Selon vous, quels seront les facteurs de succès du programme LePont ?
Pour que cela marche bien, il faut que chacun y trouve son compte : l’université, des technologies ou brevets intéressants, le Senai, de s’afficher comme une plate-forme d’innovation répondant aux besoins de l’entreprise, l’entreprise, y trouver de l’efficacité et un bon rapport qualité/prix.

Quels sont les secteurs industriels les plus porteurs au Brésil ?
Les grands groupes français sont les plus représentatifs avec par exemple Sanofi, Bull en informatique ou bien sûr le secteur agri/agroalimentaire. L’idée est aussi de voir les besoins en France en termes de technologie innovante, acquérir des technologies brésiliennes ou même développer une entreprise locale pour une éventuelle implantation.

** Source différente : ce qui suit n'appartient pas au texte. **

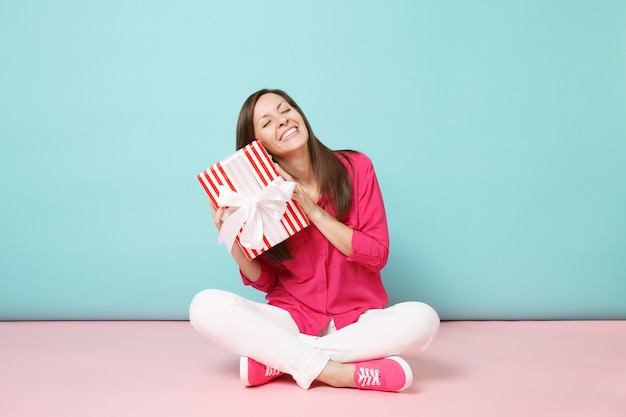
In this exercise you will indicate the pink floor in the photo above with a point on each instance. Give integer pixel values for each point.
(157, 369)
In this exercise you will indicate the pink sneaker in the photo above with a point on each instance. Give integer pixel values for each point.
(253, 373)
(389, 374)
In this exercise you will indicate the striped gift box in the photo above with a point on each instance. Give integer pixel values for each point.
(248, 170)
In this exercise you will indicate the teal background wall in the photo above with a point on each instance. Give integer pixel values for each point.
(497, 129)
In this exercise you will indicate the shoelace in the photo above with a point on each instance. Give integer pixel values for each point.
(368, 376)
(271, 371)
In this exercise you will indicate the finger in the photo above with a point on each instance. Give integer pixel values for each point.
(283, 173)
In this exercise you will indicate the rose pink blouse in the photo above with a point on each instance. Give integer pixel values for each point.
(320, 283)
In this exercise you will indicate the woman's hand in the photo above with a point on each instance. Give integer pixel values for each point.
(217, 216)
(337, 233)
(300, 195)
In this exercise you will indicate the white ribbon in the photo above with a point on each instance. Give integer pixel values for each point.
(250, 212)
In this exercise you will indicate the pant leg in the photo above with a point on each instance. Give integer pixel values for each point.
(404, 329)
(260, 331)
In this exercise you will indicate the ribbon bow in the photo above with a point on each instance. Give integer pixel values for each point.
(249, 211)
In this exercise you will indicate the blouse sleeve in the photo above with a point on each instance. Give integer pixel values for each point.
(370, 240)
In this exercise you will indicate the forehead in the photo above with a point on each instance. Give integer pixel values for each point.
(267, 103)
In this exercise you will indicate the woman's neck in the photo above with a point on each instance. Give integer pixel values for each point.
(300, 168)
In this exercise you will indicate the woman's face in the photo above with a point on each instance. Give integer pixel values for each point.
(278, 126)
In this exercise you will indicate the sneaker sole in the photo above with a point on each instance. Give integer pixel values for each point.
(243, 370)
(408, 373)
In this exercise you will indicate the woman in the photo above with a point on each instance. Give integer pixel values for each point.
(327, 317)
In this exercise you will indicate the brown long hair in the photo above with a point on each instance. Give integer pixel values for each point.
(331, 174)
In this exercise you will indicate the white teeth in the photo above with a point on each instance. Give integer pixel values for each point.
(288, 133)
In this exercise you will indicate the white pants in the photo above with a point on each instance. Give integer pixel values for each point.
(270, 336)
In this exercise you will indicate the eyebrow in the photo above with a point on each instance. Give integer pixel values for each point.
(277, 107)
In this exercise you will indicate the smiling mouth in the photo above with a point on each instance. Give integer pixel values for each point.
(288, 134)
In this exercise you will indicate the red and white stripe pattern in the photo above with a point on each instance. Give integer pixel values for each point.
(250, 169)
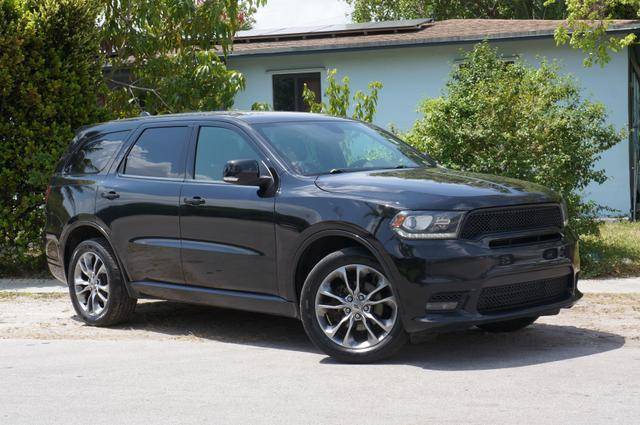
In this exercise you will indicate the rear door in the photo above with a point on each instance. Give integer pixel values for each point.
(228, 231)
(139, 202)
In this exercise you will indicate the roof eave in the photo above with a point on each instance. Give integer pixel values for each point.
(296, 50)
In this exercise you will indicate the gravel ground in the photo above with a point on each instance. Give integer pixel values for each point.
(36, 286)
(176, 363)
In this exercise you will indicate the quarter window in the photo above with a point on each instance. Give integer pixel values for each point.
(288, 89)
(158, 152)
(216, 146)
(94, 155)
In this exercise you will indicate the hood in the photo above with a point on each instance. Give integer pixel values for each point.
(435, 188)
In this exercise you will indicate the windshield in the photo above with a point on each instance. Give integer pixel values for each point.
(321, 147)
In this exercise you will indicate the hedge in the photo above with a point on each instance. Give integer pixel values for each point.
(50, 84)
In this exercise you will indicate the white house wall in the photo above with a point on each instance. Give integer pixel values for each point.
(410, 75)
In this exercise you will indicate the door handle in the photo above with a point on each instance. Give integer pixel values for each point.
(111, 195)
(196, 200)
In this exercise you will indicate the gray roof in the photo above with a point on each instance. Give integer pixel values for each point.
(421, 32)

Quelles sont les difficultés rencontrées pour le transfert technologique au Brésil ?
Il y a des contraintes administratives, des étapes intermédiaires à passer. Par exemple, faire valider par l’INPI le transfert, des limitations sur certains types de brevets qui ne peuvent être licenciés à d’autres entreprises. Il faut aussi que les universités ou régions intéressées cataloguent les besoins de leurs entreprises, pour aiguiller la recherche. Il faudra coordonner tous les acteurs, les bonnes énergies et personnes pour qu’ils travaillent ensemble.

Propos recueillis par Lionel RIVIERE (www.lepetitjournal.com - Brésil) lundi 30 janvier 2017

*Légende photo : Jean-Marie Rigaud (à gauche) et Cyrille Munoz (à droite)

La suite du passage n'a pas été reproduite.